Arrests in NY went up from 1970 to late 1990's and peaked around 2010. Arrests have been going down since 2010. 
arrest_data <- read.csv('ny_adults_arrests.csv')

#Select the Year and Total
total_arrests_by_year <- arrest_data %>% select(Year, Total)  %>% 
                        group_by( Year )  %>% 
                        group_by( Year, total_arrests = sum(Total)) 

ggplot(total_arrests_by_year, aes(x= Year, y= total_arrests)) + geom_line()

arrest_data_long <- arrest_data %>% 
      select(-contains("Total"))  %>%   
      gather(3:10, key = "Type", value = "Total")

arrest_category_year <- arrest_data_long  %>% 
  mutate(Type = str_extract(Type, "[^_]+$") ) %>% 
  group_by(Year, Type)%>% 
  group_by(Year, Type, total_arrests = sum(Total))

Felony vs Misdemeanor

Same pattern as above is happening for felony and misdemeanor arrests.

ggplot(data = arrest_category_year , aes(x = Year, y= total_arrests, color = Type)) + geom_line()

Arrests by Type

This shows arrests further broken down by types.

total_arrests_by_year_type <-  arrest_data_long %>% 
   select(Year, Type, Total) %>%
  group_by(Year,Type)  %>%
  group_by(Year,  Type, total_arrests = sum(Total)) 

# arrest further broken down by type
ggplot(total_arrests_by_year_type, aes(x= Year, y= total_arrests, color=Type)) + geom_line()

Arrests by Type

65 % of arrests are Misdemeanor and 35% are felony.

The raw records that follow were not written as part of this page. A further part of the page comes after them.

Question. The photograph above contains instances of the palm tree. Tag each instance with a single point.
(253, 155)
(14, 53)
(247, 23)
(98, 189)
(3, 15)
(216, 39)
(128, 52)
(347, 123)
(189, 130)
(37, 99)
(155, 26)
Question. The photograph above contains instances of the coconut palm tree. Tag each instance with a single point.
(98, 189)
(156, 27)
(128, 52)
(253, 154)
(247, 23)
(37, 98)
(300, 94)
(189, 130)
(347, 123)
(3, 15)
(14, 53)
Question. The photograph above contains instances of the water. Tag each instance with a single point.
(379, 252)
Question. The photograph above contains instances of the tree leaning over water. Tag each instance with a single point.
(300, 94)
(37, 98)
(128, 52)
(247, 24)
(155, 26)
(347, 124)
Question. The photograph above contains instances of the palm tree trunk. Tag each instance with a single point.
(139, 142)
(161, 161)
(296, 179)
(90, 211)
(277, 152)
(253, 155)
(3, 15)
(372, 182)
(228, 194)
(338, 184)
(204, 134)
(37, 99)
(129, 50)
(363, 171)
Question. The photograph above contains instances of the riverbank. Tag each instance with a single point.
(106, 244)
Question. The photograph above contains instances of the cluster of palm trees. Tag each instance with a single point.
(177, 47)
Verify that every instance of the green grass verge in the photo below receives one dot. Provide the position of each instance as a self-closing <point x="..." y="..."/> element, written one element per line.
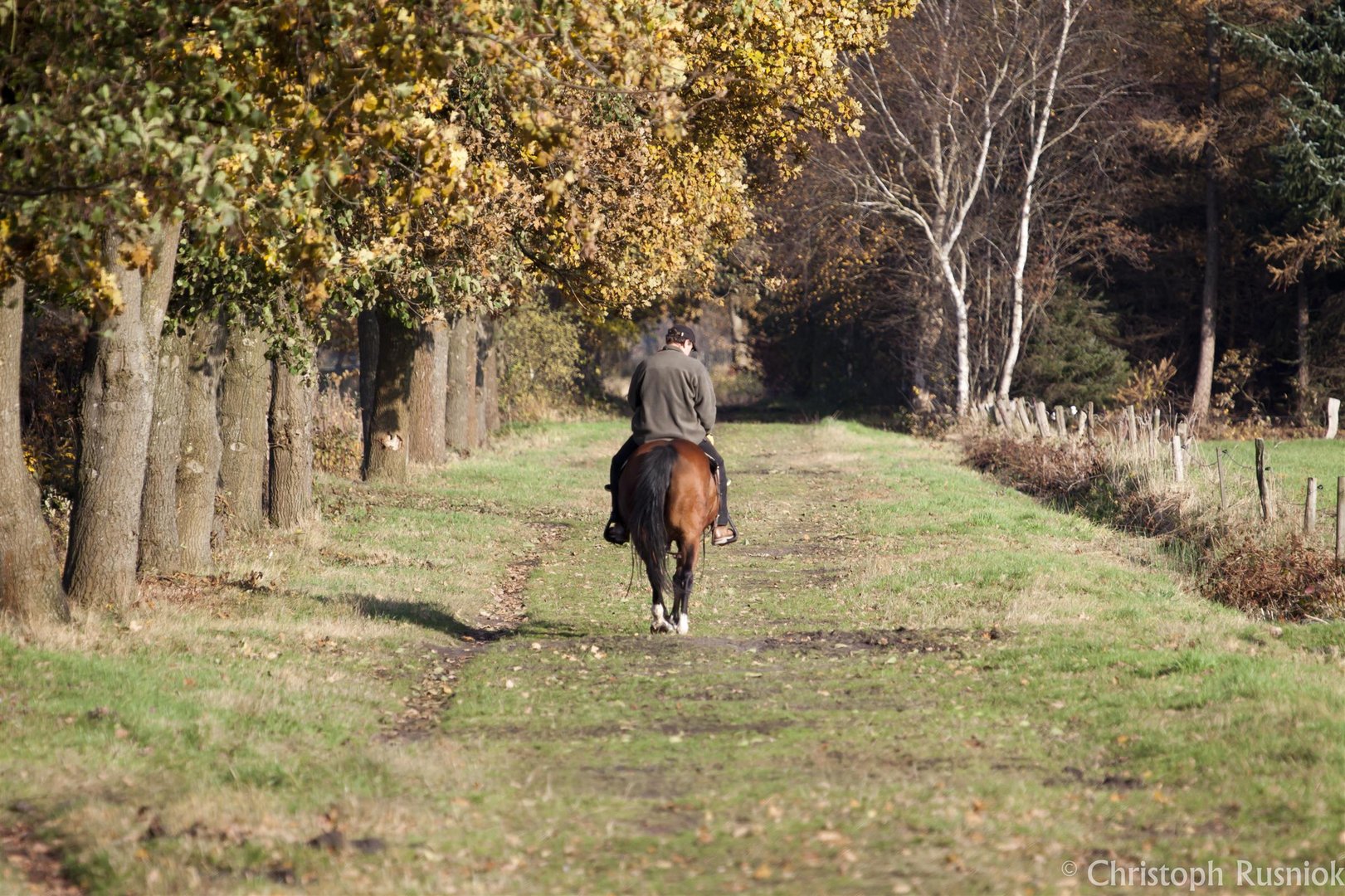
<point x="904" y="679"/>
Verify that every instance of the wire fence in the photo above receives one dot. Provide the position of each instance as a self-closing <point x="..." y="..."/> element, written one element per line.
<point x="1210" y="480"/>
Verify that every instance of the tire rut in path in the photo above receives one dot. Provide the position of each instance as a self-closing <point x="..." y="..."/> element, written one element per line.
<point x="431" y="696"/>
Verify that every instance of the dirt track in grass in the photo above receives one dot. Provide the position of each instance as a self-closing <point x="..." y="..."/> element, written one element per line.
<point x="903" y="679"/>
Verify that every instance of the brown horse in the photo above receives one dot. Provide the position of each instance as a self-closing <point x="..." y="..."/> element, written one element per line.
<point x="667" y="494"/>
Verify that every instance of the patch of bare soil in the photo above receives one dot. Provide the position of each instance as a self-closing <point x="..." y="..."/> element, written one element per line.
<point x="35" y="859"/>
<point x="432" y="694"/>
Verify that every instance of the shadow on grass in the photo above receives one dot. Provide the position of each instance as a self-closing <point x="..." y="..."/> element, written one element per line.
<point x="415" y="612"/>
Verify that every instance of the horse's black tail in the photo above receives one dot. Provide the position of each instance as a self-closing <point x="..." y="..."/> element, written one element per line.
<point x="647" y="523"/>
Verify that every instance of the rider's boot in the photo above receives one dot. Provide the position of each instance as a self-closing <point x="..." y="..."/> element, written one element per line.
<point x="615" y="530"/>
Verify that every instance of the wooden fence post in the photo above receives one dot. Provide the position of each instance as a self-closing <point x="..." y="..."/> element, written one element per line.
<point x="1219" y="465"/>
<point x="1024" y="417"/>
<point x="1262" y="485"/>
<point x="1340" y="519"/>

arrest_category <- arrest_data_long  %>% 
  mutate(Type = str_extract(Type, "[^_]+$") ) %>% 
  group_by( Type)%>% 
  group_by( Type, total_arrests = sum(Total))
 
arrest_num_summary <- summarise(arrest_category)

#% of felony vs misd
round((arrest_num_summary$total_arrests/ sum(arrest_num_summary$total_arrests) ) *100)
## [1] 35 65
ggplot(data = arrest_category , aes(x = Type, y= total_arrests, fill=Type)) +
   geom_bar(stat="identity", position=position_dodge())

total_arrests_by_type <-  arrest_data_long %>%
          select( Type, Total) %>% 
          group_by(Type) %>% 
          group_by(Type, total_arrests = sum(Total)) 

ggplot(total_arrests_by_type, aes(x= Type, y= total_arrests, fill = Type)) + 
  geom_bar(stat="identity", position=position_dodge())

Arrests by County

This shows the number arrests by county. Number of arrests in NYC and surronding counties are higher than upstate NY. Better analaysis requires county population data.

total_county <- arrest_data_long %>%
          select( County, Total) %>% 
          group_by(County) %>% 
          group_by(County, total_arrests = sum(Total)) 
ggplot(total_county, aes(x= total_arrests, y= County)) + geom_point(shape=1)

Arrests in NY peaked around 2000. Number of arrests have been going down since 2010. 35% of arrests are felony and 65% are misdemeanor. “DWI felony” and “other felony” arrests aren’t down since 2010. Number of arrests in New York city and surrounding counties are higher than other counties. If we were look at arrests per 1000 people or arrests as percentage of people, I am sure that will make the numbers a lot closer.